Mr Ben-Zeev, who was in Singapore last week with a delegation of 20 Israeli startups and bankers for a three-day session with investors, said: "I see no reason why part of that M&A activity can't come to us." 

The appeal of the SGX-TASE tie-up is clear - to woo startups in Israel's "Silicon Wadi", which has spawned big names such as Waze, Wix, Sandisk and Mobileye, to tap Asian capital as they seek to scale up in the region. So far, the exchanges have made pitches to between 60 and 70 high-tech firms. 

SGX's Mr Loh said: "(Israeli) Companies will have a wider pool of investors. As for our investors, they now have a wider choice." 

Mr Ben-Zeev chipped in: "We have interesting companies, but we don't have the right investor base. The companies don't want to do it on their own and now we are doing everything for them. It's a perfect fit." 

One market participant, Manor Zemer, founder of Tel-Aviv-based consulting firm Lanta Capital, agrees with this. He said: "For the first time, Israeli companies can simultaneously do an IPO in Tel Aviv and Singapore with one prospectus. This is meaningful." 

The timing is as good as it can get. 

TASE, which was demutualised in September 2017, was until last year in the grip of a six-year long IPO drought and delistings exodus.
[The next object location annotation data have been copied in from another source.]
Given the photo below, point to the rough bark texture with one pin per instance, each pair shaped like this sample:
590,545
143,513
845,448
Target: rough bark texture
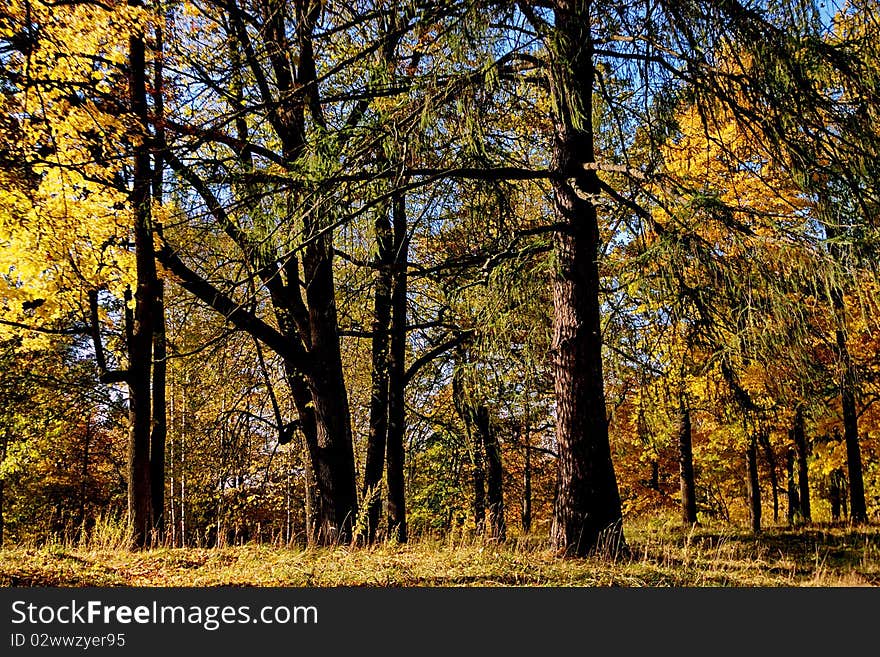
587,513
848,397
794,502
397,375
837,494
802,447
770,457
377,439
491,449
140,346
753,484
526,515
335,470
3,443
159,432
686,468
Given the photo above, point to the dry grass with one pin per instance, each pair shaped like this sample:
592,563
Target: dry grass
661,555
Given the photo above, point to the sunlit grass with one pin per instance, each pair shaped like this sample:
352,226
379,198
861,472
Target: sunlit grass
661,554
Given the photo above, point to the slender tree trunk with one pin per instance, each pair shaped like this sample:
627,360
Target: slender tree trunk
686,468
464,408
491,449
754,485
141,344
858,507
527,483
587,512
396,374
848,397
794,502
83,477
3,445
800,442
770,457
377,439
159,433
835,494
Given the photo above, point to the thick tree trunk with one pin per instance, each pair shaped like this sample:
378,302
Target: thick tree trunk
377,439
753,484
335,470
587,512
800,442
397,375
140,346
686,468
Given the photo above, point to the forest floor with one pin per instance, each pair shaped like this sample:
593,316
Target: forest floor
660,555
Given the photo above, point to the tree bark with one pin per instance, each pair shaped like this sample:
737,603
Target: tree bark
686,468
491,449
587,513
858,507
3,445
527,483
754,485
397,374
770,457
335,469
378,435
159,433
140,346
835,494
794,503
848,383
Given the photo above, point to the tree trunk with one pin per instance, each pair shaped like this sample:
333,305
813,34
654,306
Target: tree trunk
800,442
83,477
377,439
587,512
527,484
770,457
835,494
858,508
397,375
491,449
140,347
335,470
754,485
848,393
3,445
159,432
686,468
794,503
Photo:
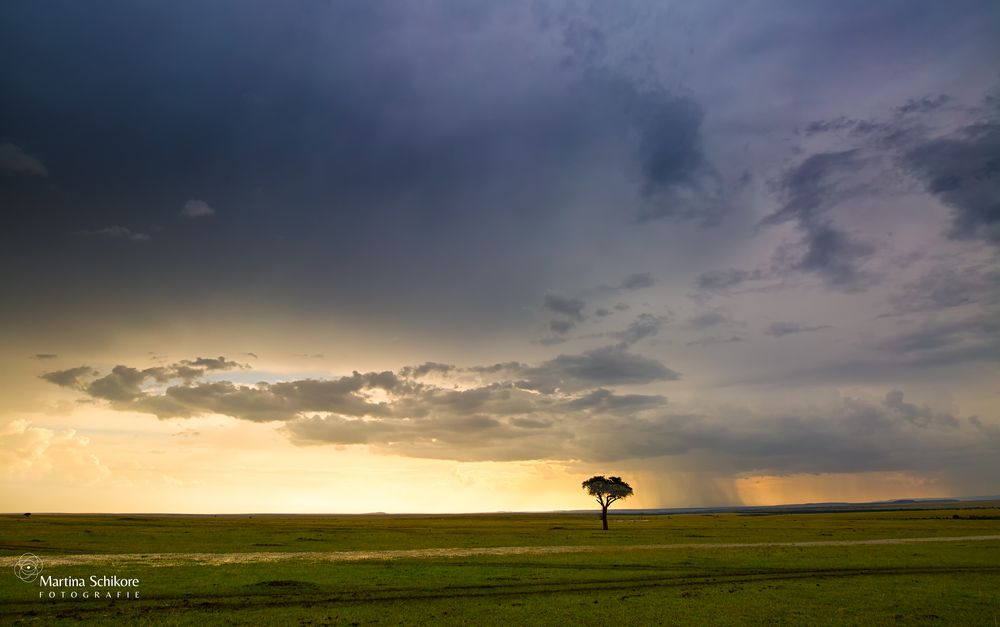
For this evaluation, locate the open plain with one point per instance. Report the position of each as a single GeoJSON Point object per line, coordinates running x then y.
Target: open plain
{"type": "Point", "coordinates": [904, 566]}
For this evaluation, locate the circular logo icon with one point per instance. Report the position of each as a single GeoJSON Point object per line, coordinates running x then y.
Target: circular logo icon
{"type": "Point", "coordinates": [28, 567]}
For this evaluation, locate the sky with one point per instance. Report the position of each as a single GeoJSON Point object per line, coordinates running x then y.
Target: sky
{"type": "Point", "coordinates": [452, 256]}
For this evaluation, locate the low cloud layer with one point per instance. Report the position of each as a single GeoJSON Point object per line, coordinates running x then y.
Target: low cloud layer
{"type": "Point", "coordinates": [564, 409]}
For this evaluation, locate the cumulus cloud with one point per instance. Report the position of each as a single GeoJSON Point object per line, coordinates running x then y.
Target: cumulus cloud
{"type": "Point", "coordinates": [718, 280]}
{"type": "Point", "coordinates": [963, 171]}
{"type": "Point", "coordinates": [783, 328]}
{"type": "Point", "coordinates": [69, 378]}
{"type": "Point", "coordinates": [645, 325]}
{"type": "Point", "coordinates": [943, 342]}
{"type": "Point", "coordinates": [564, 305]}
{"type": "Point", "coordinates": [946, 287]}
{"type": "Point", "coordinates": [638, 281]}
{"type": "Point", "coordinates": [197, 209]}
{"type": "Point", "coordinates": [711, 318]}
{"type": "Point", "coordinates": [811, 189]}
{"type": "Point", "coordinates": [115, 232]}
{"type": "Point", "coordinates": [13, 160]}
{"type": "Point", "coordinates": [565, 408]}
{"type": "Point", "coordinates": [34, 452]}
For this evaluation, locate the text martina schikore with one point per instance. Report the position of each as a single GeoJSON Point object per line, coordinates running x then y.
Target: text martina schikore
{"type": "Point", "coordinates": [95, 587]}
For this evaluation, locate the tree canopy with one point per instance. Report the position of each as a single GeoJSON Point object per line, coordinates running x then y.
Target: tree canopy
{"type": "Point", "coordinates": [607, 490]}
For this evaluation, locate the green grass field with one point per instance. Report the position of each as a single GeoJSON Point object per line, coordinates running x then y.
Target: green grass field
{"type": "Point", "coordinates": [606, 579]}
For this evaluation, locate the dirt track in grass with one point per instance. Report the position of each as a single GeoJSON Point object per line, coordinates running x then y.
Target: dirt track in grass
{"type": "Point", "coordinates": [220, 559]}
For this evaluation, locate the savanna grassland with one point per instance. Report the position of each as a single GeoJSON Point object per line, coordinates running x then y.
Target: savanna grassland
{"type": "Point", "coordinates": [681, 569]}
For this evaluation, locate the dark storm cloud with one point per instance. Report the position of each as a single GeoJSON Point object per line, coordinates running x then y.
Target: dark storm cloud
{"type": "Point", "coordinates": [963, 171]}
{"type": "Point", "coordinates": [782, 328]}
{"type": "Point", "coordinates": [332, 132]}
{"type": "Point", "coordinates": [609, 365]}
{"type": "Point", "coordinates": [645, 325]}
{"type": "Point", "coordinates": [946, 287]}
{"type": "Point", "coordinates": [197, 209]}
{"type": "Point", "coordinates": [638, 281]}
{"type": "Point", "coordinates": [13, 160]}
{"type": "Point", "coordinates": [504, 419]}
{"type": "Point", "coordinates": [811, 189]}
{"type": "Point", "coordinates": [941, 343]}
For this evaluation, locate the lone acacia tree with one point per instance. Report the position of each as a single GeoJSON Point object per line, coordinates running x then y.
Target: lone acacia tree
{"type": "Point", "coordinates": [607, 490]}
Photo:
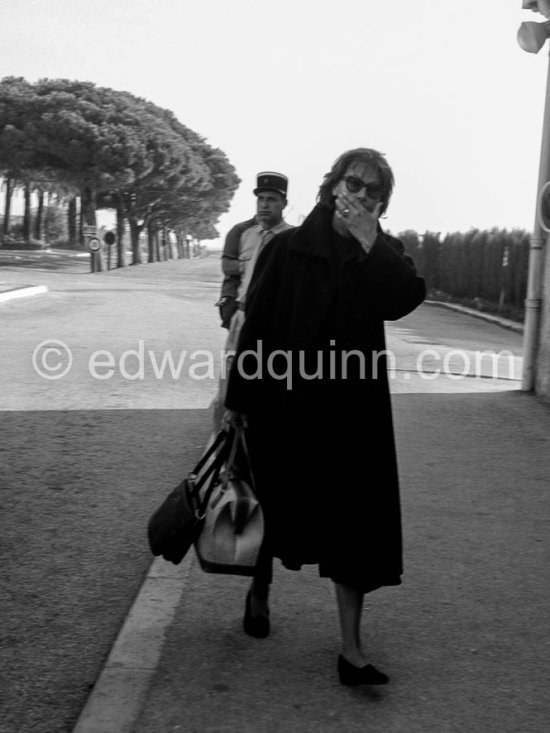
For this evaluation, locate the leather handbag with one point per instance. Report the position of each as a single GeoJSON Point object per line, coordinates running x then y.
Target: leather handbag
{"type": "Point", "coordinates": [232, 532]}
{"type": "Point", "coordinates": [175, 524]}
Between 2017 and this month, Israel's sole stock exchange with 452 listed companies and a total market capitalisation that is less than a third of SGX's, reversed the slide with 26 new listings and six new dual listings, raising US$1.3 billion and nearly a quarter of a billion dollars respectively. 

Mr Ben-Zeev said: "It's a positive sign. This is why we are confident to partner with SGX and approach high-tech companies." 

Under the pact, SGX members could become TASE's "remote" trading members. "Once we have 20 brokers that operate remotely in Israel, it's easier to persuade Israeli companies to seek exposure on the SGX," he said. 

If there is a cloud on the horizon, it would be that the courtship of Israeli startups by the exchanges could prove to be a hard sell - going by the stock price performance of Trendlines Group - one of two Israeli firms listed on the SGX, the other one being the mainboard-listed Sarine Technologies, a diamond technology firm. 

Except for the early weeks since its trading debut in November 2015, Catalist-listed Trendlines, an incubator of medtech and agritech startups, has pretty much spent all that time to date under water from its IPO price of 33 Singapore cents apiece. 

Asked if this could be a dampener, Mr Ben-Zeev said: "I don't think investors look at one specific company as an example." 

But there may be other hills to climb. Mr Zemer, the founder of Lanta Capital, said that in recent years, several Israel tech firms had mulled listing plans on the SGX, but none followed through on it because of a gap in valuation expectations. 

"Singapore investors want to see profitable companies. For Israeli technology companies, sometimes management prefers to invest revenues and profit into R&D, so there is a gap in valuation expectations. 

"Israeli companies would like to see a valuation based on their future profitability; capital-market investors (in Singapore) may not be so generous in the valuation," he said. 

The all-encompassing pursuit of sweeter valuations by issuers, particularly given the "culture of the exit" that drives Israeli startups, chiefly explain why the US stock market remains their holy grail for IPOs. 

For this reason too, perhaps the chiefs of the two friendly exchanges are intent on keeping it real. 

Mr Ben-Zeev said: "Our purpose is not to bring 40 IPOs in one year, but the right IPOs to the table ... those worth between US$200 million and US$400 million." 

Mr Loh remarked: "We are looking for good companies with a meaningful size to qualify for a mainboard listing ... and if preferred, they can also get a Catalist listing. (But) Clearly, investors will determine the valuation."